The "less secure" version that is just as insecure is still over $75k per year.
Venafi has a nice product. They charge you $100,000 per year to manage it "in the cloud." Not including HSM.

I can literally just whip out a credit card and buy a Luna 7 for $52k. And I actually own it.

@rootwyrm @ducksauz @cR0w not my money, it was a DevOps thing... Until I moved to the SecOps team, then we were tasked with finding HSM solutions to support our hashicorp integrations...

Luckily my SecOps experience was revolving around defending the network from Devops and constantly pulling logs from the F5 and Palo to prove that the latest devops push was to blame for application problems, and not thew FW/LB policy  

Dealing with HSMs and FEKs and the like was not what I would consider to be fulfilling work.

@kajer @cR0w @rootwyrm I'll never plug/unplug PS/2 keyboards ever again after the Harddisk incident. I should've take the two times the computer just managed to start serious and do backups.

And that's how I met my new computer 🥲

@rootwyrm @kajer @cR0w you just triggered my PTSD from the number of conversations I've had to have around this 🤦‍♂️
@cR0w @catsalad can I have more patching of systems hosting arbitrary users from the internet in exchange for less patching of my build docker containers with no inbound network access that live for 10 minutes? 😅
@cR0w @catsalad brb telling the compliance people at work “but @crow said…”
@malwareminigun @catsalad @crow Be sure to record that conversation. 😆
@cR0w @malwareminigun @crow This shirt, but with cR0w
@catsalad @malwareminigun It's like the Ron Swanson permission slip.
@catsalad @cR0w @malwareminigun @crow Do we care what Infosec says? Are we caring about that?

@jimfl @catsalad @cR0w I can assure you that our compliance folks VERY MUCH care about that.
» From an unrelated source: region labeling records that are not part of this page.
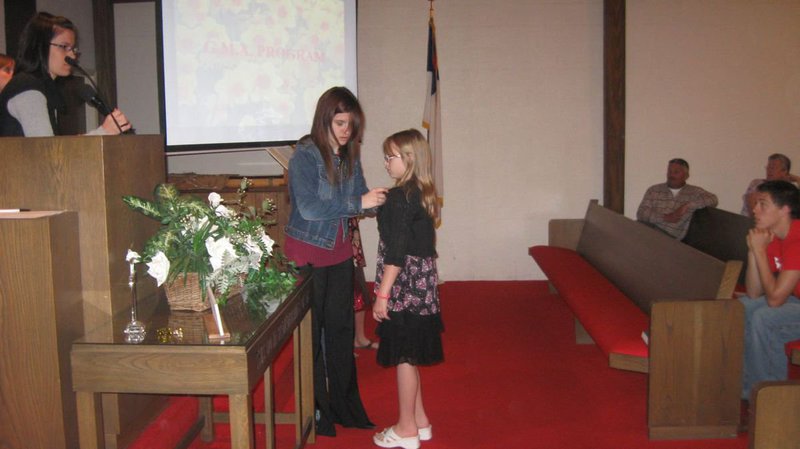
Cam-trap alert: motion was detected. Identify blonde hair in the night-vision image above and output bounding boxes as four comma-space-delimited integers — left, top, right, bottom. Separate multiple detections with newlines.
383, 128, 439, 220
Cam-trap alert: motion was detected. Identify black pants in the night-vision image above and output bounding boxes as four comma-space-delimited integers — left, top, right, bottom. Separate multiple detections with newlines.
311, 259, 375, 436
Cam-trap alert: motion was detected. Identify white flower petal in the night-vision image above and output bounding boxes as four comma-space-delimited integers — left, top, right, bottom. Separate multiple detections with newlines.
208, 192, 222, 208
147, 251, 169, 287
125, 249, 142, 263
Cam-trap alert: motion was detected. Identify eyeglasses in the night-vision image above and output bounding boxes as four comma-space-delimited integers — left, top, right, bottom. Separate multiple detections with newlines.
50, 42, 81, 57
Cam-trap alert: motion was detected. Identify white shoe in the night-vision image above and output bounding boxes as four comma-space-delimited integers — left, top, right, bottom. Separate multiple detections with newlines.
417, 425, 433, 441
372, 427, 419, 449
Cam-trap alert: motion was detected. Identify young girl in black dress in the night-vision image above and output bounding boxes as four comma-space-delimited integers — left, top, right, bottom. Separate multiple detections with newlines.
372, 129, 444, 449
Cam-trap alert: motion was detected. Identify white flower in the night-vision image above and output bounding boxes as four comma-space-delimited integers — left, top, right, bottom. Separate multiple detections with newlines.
147, 251, 169, 287
206, 237, 236, 271
208, 192, 222, 208
125, 249, 142, 264
261, 231, 275, 256
214, 204, 235, 217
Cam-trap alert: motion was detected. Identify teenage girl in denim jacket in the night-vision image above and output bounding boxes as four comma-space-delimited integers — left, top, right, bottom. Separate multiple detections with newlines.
285, 87, 387, 436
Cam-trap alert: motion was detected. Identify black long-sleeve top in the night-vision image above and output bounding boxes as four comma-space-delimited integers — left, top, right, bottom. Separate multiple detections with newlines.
378, 186, 436, 267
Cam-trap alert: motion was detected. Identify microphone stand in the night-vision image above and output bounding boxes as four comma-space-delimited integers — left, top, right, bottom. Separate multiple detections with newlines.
64, 56, 125, 134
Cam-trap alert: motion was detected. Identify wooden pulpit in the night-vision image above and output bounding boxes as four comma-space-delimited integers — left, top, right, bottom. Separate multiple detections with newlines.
0, 135, 166, 448
0, 212, 83, 449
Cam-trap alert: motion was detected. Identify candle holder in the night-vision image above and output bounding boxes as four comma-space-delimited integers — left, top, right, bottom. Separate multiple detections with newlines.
123, 261, 147, 343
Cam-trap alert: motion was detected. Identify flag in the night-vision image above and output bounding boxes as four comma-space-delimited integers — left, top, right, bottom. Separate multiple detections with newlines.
422, 11, 444, 206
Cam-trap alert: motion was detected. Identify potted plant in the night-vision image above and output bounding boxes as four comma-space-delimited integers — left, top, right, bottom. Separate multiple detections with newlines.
122, 178, 296, 310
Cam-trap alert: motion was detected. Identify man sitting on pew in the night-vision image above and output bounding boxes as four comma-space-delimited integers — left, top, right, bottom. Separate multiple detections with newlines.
739, 181, 800, 399
636, 159, 717, 240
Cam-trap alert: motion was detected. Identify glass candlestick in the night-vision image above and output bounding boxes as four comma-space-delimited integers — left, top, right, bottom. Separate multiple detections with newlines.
124, 262, 147, 343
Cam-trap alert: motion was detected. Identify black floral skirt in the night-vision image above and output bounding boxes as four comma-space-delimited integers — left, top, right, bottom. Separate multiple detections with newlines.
375, 242, 444, 367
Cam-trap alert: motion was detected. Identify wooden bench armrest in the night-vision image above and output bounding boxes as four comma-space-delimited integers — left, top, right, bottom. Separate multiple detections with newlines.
750, 381, 800, 449
717, 260, 744, 299
547, 218, 585, 250
648, 299, 744, 439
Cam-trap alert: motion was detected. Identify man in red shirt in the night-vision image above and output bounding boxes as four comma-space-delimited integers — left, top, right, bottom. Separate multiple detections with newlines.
740, 181, 800, 399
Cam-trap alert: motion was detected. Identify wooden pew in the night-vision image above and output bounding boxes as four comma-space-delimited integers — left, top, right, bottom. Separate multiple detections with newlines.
530, 201, 744, 439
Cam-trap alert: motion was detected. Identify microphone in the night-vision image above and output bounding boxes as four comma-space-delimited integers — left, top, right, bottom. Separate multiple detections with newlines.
78, 84, 111, 116
64, 56, 125, 134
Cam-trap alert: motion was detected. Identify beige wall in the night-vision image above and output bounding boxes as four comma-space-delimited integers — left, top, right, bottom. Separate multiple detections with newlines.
358, 0, 603, 280
359, 0, 800, 280
625, 0, 800, 215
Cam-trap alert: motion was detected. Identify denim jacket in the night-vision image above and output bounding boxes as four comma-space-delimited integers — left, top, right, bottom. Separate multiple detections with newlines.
286, 139, 368, 249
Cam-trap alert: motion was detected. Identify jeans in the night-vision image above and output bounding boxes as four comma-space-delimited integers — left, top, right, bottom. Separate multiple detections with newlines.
739, 296, 800, 399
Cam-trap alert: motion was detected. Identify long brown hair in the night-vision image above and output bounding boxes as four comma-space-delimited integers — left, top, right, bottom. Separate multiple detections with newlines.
308, 87, 364, 184
383, 128, 439, 220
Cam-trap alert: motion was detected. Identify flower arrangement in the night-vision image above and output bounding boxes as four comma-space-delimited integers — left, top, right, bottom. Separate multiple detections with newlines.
122, 178, 296, 308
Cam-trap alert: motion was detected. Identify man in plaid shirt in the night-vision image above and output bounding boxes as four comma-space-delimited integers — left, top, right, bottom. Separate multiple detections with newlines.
636, 159, 718, 240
And have automated scanners that look at our container registries and scream at us if any tag isn't patched.

(To be clear, I agree with this behavior by default. I just wish there was a distinction between 'build lab' containers and 'web serving' containers because those are very different threat environments)

@malwareminigun @jimfl @catsalad INFOSEC says they are not different. Everything must be patched. Now. Do it. What are you waiting for? Go patch.
@cR0w @jimfl @catsalad But INFOSEC also says 'we want reproducible builds' . I make one group happy I just piss the other one off
@malwareminigun @jimfl @catsalad For real, the struggle is legit.
@cR0w true and for "but i need access it everywhere" they can just check system like Netbird, Tailscale or Twingate that would allow worldwide access while maintaining it outside of public access.